Les premières annonces politiques ont dispersé provisoirement les barrages agricoles. Il plane malheureusement un gros malaise sur les réponses à cette crise, renforcé par les nombreuses fausses solutions et déclarations qu’on a pu entendre un peu partout. Beaucoup d’associations de défense des paysan·ne·s nous rejoignent sur un constat : les petits cadeaux commerciaux des distributeurs et les manœuvres politiques contre les mesures environnementales ne sauveront pas le monde agricole sur le long terme. Le système est à revoir en profondeur, et le combat ne fait que commencer.

Collègues agriculteurs, prenez garde à ne pas vous laisser instrumentaliser par les diversions qui visent les mauvaises cibles et retardent les vraies solutions.

Certains ont manipulé votre colère pour détourner les regards des vrais enjeux.
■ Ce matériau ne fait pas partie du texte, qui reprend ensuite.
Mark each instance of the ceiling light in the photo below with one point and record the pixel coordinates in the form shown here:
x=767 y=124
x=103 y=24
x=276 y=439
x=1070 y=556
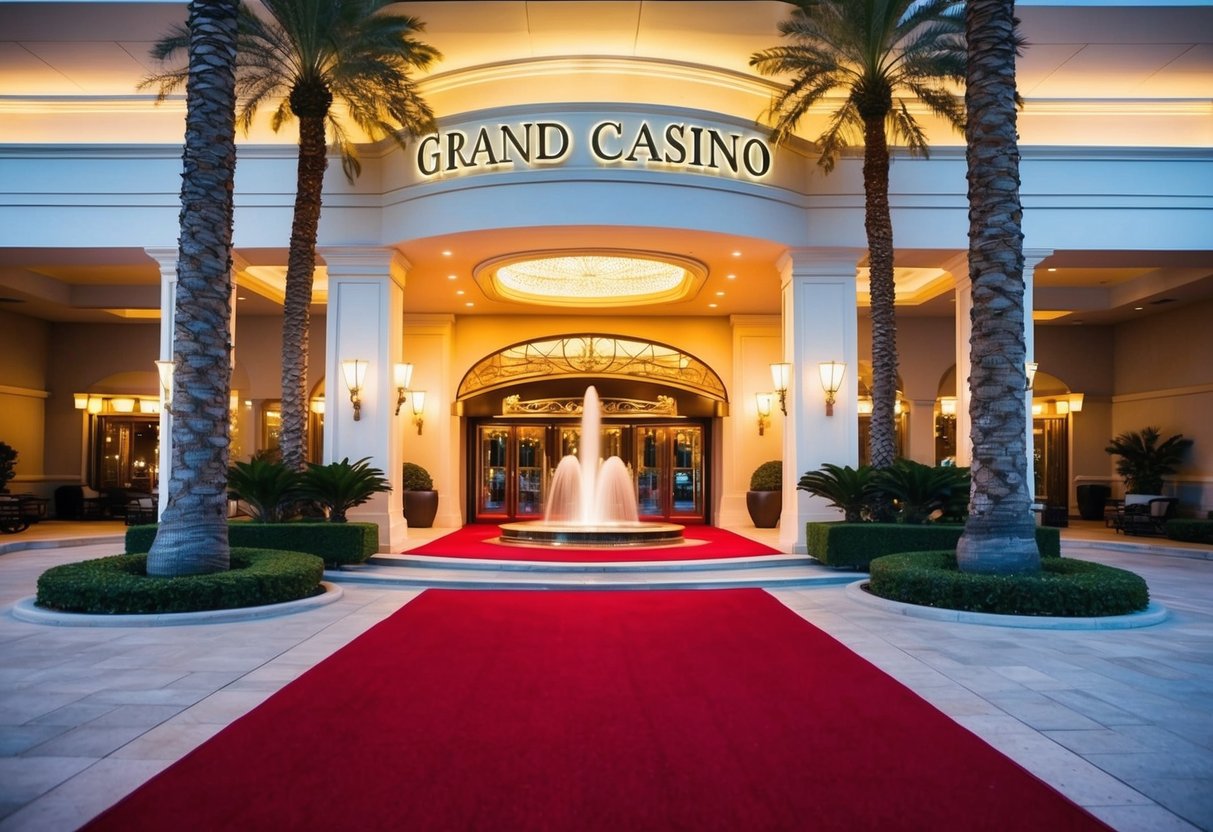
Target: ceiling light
x=591 y=278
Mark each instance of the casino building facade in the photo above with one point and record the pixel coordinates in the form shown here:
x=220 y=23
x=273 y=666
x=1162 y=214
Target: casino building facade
x=601 y=206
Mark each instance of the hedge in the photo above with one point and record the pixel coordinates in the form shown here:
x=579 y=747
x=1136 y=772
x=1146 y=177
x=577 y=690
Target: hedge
x=854 y=545
x=1189 y=530
x=336 y=542
x=1064 y=587
x=119 y=583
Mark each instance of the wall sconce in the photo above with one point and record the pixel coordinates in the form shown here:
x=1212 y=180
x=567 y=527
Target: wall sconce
x=165 y=370
x=831 y=381
x=781 y=376
x=354 y=370
x=419 y=409
x=763 y=400
x=403 y=376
Et pour mieux avancer ensemble vers une solution durable à cette crise, il faut d’abord éclaircir les incohérences et les mensonges qui ont circulé ces derniers jours. Après, on pourra repartir du bon pied.

Recadrer le débat : le prix juste

Les agriculteurs veulent un prix juste pour leurs productions. Ils veulent un rapport de force équilibré avec les acteurs industriels et commerciaux de la chaîne agroalimentaire. Ils veulent la fin de l’importation de produits à bas coûts de l’autre bout du monde alors qu’ils sont produits chez nous, avec ou sans « clause miroir », qui ne changent rien au problème de fond. Ils veulent produire « durable » en étant soutenus et encadrés pour le faire. Ils veulent des règlementations cohérentes, compréhensibles et des conseillers formés pour les accompagner.
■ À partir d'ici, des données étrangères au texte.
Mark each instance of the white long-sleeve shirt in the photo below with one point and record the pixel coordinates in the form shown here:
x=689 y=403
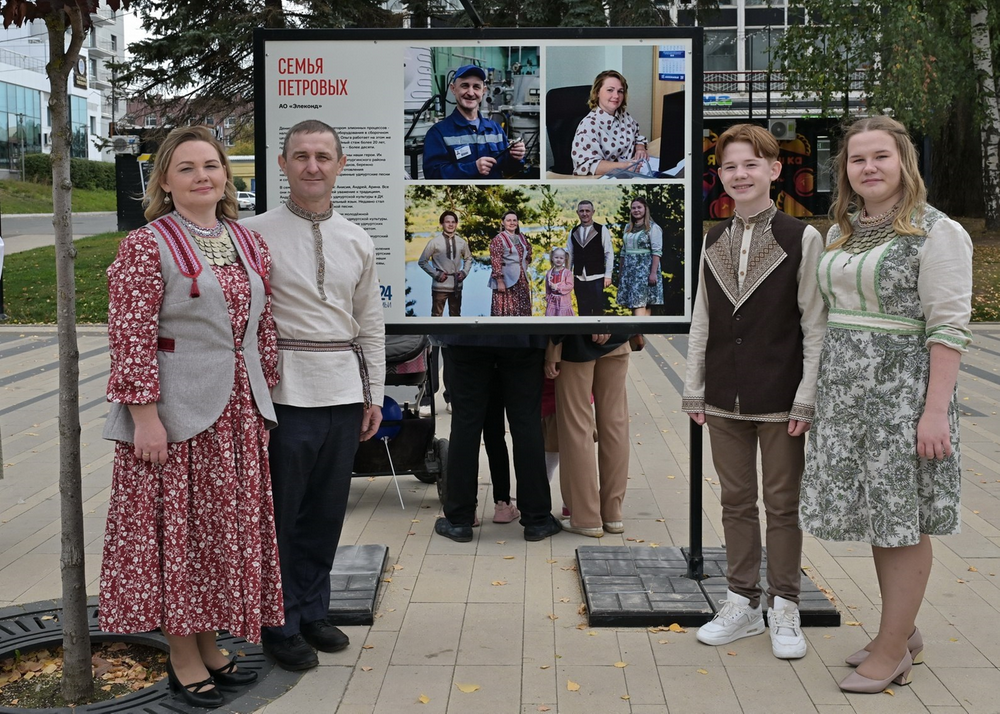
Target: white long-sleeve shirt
x=352 y=309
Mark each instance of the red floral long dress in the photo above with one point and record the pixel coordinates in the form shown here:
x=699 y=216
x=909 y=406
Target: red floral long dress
x=515 y=300
x=189 y=546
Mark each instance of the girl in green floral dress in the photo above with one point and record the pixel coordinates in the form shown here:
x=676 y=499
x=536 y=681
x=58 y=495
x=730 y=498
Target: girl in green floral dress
x=882 y=464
Ces revendications majeures ont souvent été oubliées, voir détournées, pour parler normes, pesticides, jachères ou Mercosur. On oublie volontairement les autres accords de libre-échange déjà conclus avant le Mercosur, on oublie la répartition des marges, la vente à perte, les prix fixés par les marchés internationaux, la spéculation sur les matières premières, le manque de soutien aux filières directes et aux circuits de distribution alternatifs, la dépendance aux intrants… En clair, il n’y a pas assez de propositions utiles sur le revenu, qui est pourtant la priorité des priorités depuis 40 ans.

Pourquoi ? Parce que certaines forces politiques ont volontairement donné les clés du système alimentaire au marché. Il n’y a plus de vision politique du système agroalimentaire en dehors d’un libre-échange mondialisé.

La faute au Green Deal ?

Les causes de la crise sont multifactorielles. Pourtant certains pensent utile de dire que « Le problème commun aux agriculteurs, c’est l’impact du Green Deal »1.
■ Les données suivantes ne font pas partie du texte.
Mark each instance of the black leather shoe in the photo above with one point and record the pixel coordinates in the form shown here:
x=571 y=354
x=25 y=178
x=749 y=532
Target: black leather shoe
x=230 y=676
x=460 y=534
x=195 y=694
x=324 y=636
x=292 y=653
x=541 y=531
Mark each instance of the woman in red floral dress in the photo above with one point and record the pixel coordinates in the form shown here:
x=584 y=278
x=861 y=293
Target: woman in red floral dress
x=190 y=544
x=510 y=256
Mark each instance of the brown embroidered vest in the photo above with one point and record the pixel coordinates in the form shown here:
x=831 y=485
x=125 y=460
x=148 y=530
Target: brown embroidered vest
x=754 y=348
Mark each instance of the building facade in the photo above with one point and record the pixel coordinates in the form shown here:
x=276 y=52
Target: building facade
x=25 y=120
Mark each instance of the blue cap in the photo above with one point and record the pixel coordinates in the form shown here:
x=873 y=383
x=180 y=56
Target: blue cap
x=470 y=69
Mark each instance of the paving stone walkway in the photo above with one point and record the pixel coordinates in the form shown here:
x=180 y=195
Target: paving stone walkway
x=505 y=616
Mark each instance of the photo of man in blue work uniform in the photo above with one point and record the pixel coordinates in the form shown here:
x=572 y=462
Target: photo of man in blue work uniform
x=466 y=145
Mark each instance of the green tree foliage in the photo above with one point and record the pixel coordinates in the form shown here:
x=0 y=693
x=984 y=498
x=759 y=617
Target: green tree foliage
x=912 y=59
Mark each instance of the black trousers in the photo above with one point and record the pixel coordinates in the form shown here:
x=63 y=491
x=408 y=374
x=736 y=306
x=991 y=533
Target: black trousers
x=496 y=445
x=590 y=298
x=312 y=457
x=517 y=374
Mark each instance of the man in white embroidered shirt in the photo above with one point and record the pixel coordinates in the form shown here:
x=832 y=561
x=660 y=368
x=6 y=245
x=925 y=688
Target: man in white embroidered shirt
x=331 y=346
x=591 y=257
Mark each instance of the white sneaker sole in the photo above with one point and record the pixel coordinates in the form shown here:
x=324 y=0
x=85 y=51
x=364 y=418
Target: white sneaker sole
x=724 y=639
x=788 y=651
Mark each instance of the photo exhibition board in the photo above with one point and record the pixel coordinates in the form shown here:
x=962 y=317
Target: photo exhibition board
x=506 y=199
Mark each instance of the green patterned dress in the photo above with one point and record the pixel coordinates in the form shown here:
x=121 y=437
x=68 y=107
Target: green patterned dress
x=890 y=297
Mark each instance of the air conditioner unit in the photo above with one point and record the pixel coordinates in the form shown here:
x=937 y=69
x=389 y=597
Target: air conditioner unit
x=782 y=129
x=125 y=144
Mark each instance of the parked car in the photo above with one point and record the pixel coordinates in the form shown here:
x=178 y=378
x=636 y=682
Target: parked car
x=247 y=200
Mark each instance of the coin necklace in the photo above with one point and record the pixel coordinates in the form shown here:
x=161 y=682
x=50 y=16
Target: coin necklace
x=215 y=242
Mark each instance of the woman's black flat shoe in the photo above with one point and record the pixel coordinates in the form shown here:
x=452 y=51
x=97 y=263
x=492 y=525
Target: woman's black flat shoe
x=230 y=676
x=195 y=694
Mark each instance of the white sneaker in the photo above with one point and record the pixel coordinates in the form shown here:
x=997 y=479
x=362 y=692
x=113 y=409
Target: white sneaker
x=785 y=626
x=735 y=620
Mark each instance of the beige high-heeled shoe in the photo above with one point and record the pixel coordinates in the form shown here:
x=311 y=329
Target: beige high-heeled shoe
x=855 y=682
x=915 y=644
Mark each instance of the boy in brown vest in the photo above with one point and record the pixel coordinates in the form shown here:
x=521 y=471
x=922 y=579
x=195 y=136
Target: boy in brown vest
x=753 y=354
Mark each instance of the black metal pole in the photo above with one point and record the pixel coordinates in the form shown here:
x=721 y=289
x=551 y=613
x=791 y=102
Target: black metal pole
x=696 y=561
Oups. L’écrasante majorité des mesures du Green Deal n’a pas encore été votée. Le Green Deal ne peut donc pas être invoqué magiquement comme cause de la difficulté des agriculteurs, qui dure depuis des dizaines d’années.  Ce type de déclaration est soit un manque flagrant de connaissance du secteur, soit un moyen malhonnête de détourner l’attention du vrai problème : le système économique en cours qui écrase les acteurs les plus faibles d’une chaîne de valeur. Dans les deux cas, c’est grave.

Certains le disent, d’autres le font : la Commission vient donc de flinguer les dernières ambitions européennes en matière de réduction des pesticides. Une marche arrière catastrophique pour la résilience des fermes et des revenus agricoles (via notamment la dépendance aux intrants). Les agriculteurs ont tout à perdre à laisser opposer agriculture et écologie. Maillage écologique, infrastructures agroécologiques, réduction des intrants, limitation de la taille des parcelles, rotations longues…. Tous ces éléments sont nécessaires pour assurer la résilience des fermes et soutenir les rendements. Les objectifs en la matière doivent être ambitieux, et le niveau de soutien financier aux agriculteurs aussi.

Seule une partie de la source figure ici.